Let $x=5$, $y=7$, $z=6$
$x+y = 2z$
Rearranging, $x-2z = -y$
and $x = -y+2z$
Multiply both sides respectively. $x^2-2xz = y^2-2yz$
$$x^2-2xz+z^2 = y^2-2yz+z^2$$ $$(x-z)^2 = (y-z)^2$$ $$x-z = y-z$$ Hence $x=y$, or $5 = 7$
Well, the conclusion is clearly false, but what went wrong? I think it may be the step in which one square roots both sides because it's taking out one solution?

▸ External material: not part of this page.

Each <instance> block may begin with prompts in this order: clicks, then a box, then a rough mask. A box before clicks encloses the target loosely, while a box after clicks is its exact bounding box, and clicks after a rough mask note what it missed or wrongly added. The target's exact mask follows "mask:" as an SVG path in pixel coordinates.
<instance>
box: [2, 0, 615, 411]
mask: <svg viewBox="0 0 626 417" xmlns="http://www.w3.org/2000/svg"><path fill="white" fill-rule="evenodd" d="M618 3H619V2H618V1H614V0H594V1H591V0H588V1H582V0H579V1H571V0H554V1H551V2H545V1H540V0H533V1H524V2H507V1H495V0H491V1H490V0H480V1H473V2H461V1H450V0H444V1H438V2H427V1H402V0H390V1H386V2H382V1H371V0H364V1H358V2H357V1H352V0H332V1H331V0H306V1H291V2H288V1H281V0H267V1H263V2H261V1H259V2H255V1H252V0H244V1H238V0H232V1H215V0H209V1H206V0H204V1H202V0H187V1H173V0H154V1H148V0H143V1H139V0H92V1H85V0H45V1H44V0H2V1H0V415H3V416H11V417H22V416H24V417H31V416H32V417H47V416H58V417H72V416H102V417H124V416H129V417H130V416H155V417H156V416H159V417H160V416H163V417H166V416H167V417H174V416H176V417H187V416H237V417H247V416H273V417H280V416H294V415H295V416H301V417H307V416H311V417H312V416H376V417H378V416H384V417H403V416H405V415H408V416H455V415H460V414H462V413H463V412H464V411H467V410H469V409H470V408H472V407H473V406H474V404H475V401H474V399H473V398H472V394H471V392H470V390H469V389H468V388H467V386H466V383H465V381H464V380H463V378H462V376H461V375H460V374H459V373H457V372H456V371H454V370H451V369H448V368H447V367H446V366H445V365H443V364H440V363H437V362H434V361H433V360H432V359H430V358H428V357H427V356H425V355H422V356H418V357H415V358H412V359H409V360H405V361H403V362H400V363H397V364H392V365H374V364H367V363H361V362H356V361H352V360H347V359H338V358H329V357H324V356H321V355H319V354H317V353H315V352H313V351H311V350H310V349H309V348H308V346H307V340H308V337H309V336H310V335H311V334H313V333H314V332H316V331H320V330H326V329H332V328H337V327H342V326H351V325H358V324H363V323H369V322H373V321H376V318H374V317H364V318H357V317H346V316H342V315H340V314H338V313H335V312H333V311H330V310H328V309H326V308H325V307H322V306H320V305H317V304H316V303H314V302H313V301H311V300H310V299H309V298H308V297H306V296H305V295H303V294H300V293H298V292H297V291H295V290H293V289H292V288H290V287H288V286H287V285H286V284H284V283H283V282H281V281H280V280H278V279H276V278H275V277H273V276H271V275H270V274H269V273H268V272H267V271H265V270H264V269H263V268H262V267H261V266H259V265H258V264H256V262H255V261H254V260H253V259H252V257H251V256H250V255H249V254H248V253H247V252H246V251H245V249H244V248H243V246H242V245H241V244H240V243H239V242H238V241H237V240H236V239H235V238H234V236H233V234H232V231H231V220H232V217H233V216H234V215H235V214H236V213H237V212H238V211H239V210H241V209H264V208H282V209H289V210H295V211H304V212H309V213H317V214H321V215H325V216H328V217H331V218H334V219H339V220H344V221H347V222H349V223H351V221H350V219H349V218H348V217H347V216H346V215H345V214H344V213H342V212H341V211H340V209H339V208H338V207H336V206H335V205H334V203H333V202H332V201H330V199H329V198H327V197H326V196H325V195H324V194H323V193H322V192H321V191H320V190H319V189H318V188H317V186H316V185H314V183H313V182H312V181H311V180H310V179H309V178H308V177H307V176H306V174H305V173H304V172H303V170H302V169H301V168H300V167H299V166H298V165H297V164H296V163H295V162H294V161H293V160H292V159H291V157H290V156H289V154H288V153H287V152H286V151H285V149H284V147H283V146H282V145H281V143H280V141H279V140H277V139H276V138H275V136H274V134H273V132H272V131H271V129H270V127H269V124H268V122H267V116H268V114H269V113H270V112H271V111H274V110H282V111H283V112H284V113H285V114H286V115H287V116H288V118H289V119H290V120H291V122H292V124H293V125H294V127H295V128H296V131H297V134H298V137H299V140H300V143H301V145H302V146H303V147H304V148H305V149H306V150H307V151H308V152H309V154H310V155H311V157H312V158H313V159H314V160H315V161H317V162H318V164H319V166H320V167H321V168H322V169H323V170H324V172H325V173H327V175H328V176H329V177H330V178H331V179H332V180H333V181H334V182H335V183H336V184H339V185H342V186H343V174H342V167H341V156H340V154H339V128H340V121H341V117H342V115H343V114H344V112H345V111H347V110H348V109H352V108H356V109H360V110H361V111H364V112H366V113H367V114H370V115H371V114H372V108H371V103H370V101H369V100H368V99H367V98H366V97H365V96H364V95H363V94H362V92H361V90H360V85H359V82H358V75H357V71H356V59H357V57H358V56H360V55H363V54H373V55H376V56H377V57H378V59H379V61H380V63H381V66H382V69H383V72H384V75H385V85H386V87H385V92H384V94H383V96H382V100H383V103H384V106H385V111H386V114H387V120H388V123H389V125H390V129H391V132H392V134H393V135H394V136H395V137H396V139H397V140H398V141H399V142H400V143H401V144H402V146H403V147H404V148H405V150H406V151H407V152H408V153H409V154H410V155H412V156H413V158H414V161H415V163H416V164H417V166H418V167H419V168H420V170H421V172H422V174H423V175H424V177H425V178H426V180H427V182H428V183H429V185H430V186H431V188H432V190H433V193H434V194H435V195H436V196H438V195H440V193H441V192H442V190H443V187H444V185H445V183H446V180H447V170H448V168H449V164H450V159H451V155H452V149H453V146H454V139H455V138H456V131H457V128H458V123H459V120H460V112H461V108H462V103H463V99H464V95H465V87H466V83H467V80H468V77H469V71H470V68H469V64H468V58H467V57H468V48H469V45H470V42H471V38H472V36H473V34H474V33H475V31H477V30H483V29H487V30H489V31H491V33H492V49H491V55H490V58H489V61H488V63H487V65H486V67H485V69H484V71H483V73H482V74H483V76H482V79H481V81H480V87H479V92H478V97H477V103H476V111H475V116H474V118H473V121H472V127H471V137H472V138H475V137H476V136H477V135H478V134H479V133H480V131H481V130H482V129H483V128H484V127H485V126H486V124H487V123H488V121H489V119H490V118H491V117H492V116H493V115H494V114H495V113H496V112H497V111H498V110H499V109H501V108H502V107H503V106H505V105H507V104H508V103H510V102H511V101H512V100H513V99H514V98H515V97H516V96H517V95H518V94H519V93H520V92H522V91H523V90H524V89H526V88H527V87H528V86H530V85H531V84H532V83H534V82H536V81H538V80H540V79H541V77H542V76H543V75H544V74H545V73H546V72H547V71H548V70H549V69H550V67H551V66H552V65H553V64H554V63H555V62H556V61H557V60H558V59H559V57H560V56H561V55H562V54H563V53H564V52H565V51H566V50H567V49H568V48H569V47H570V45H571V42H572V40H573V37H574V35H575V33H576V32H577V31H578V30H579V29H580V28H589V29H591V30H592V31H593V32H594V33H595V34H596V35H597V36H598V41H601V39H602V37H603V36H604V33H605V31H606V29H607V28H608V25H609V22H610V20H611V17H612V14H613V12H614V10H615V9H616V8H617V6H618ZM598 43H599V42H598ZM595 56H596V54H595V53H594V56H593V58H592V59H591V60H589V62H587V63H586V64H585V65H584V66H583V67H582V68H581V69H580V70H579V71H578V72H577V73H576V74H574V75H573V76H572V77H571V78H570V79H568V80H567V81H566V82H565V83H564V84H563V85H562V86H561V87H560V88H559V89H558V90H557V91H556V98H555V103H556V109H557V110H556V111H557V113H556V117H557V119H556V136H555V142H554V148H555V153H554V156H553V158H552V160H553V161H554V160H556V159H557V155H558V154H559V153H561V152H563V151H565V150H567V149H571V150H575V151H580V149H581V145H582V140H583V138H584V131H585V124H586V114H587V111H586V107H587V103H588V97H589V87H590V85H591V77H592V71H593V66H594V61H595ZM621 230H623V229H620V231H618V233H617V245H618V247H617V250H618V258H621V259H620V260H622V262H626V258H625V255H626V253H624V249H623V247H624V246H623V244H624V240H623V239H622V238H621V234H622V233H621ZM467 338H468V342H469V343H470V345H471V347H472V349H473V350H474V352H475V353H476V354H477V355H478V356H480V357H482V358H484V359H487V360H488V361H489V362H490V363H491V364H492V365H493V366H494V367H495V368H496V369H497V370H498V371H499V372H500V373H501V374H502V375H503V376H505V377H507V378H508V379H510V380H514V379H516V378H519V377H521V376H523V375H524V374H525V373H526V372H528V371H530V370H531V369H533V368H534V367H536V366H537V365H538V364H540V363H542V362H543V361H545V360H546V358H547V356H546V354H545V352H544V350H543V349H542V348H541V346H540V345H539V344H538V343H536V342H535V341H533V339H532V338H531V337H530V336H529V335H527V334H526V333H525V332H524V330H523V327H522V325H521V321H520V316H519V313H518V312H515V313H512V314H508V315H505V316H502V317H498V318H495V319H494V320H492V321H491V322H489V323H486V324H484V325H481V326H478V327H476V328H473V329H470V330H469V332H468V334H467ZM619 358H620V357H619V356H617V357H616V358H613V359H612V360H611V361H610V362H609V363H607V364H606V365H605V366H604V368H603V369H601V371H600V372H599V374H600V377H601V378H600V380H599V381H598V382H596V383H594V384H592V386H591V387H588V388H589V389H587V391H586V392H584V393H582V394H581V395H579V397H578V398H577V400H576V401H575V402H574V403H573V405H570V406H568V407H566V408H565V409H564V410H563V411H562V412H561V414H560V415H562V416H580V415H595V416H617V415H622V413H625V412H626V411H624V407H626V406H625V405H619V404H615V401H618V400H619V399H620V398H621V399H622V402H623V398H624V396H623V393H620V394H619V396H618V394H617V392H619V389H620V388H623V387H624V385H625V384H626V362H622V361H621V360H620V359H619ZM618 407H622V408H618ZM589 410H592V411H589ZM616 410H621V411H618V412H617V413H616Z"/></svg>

Hint $\ $ When debugging proofs on abstract objects, the error may become simpler to spot after specializing to more concrete objects. The symbols $\rm\:x,y,z\:$ denote abstract numbers, so let's specialize them to their concrete number values: $\rm\:x = 5,\: y=7,\: z = 6,\:$ yielding this "proof" $$\begin{eqnarray} 5 + 7 &=&\: 2\cdot 6 \\ 5- 2\cdot 6 &=&\: -7 \\ \cdots\ &=&\ \cdots \\ (5-6)^2\! &=&\: (7-6)^2 \\ \color{#c00}{5-6}\ \ \:&=&\:\ \ \color{#c00}{7-6}\: \end{eqnarray}$$ Now we can spot which inference is incorrect by determining the first $\rm\color{#c00}{false\ equation}$ above. If equation number $\rm\: n\!+\!1\:$ is false then the inference from equation $\rm\:n\:$ to $\rm\:n\!+\!1\:$ is incorrect. Doing so we find that last equation being false, which reveals the culprit inference $\,(-1)^2 = 1^2\color{#c00}{\Rightarrow\, -1 = 1}$
Analogous methods prove helpful generally: when studying abstract objects and something is not clear, look at concrete specializations to gain further insight on the general case.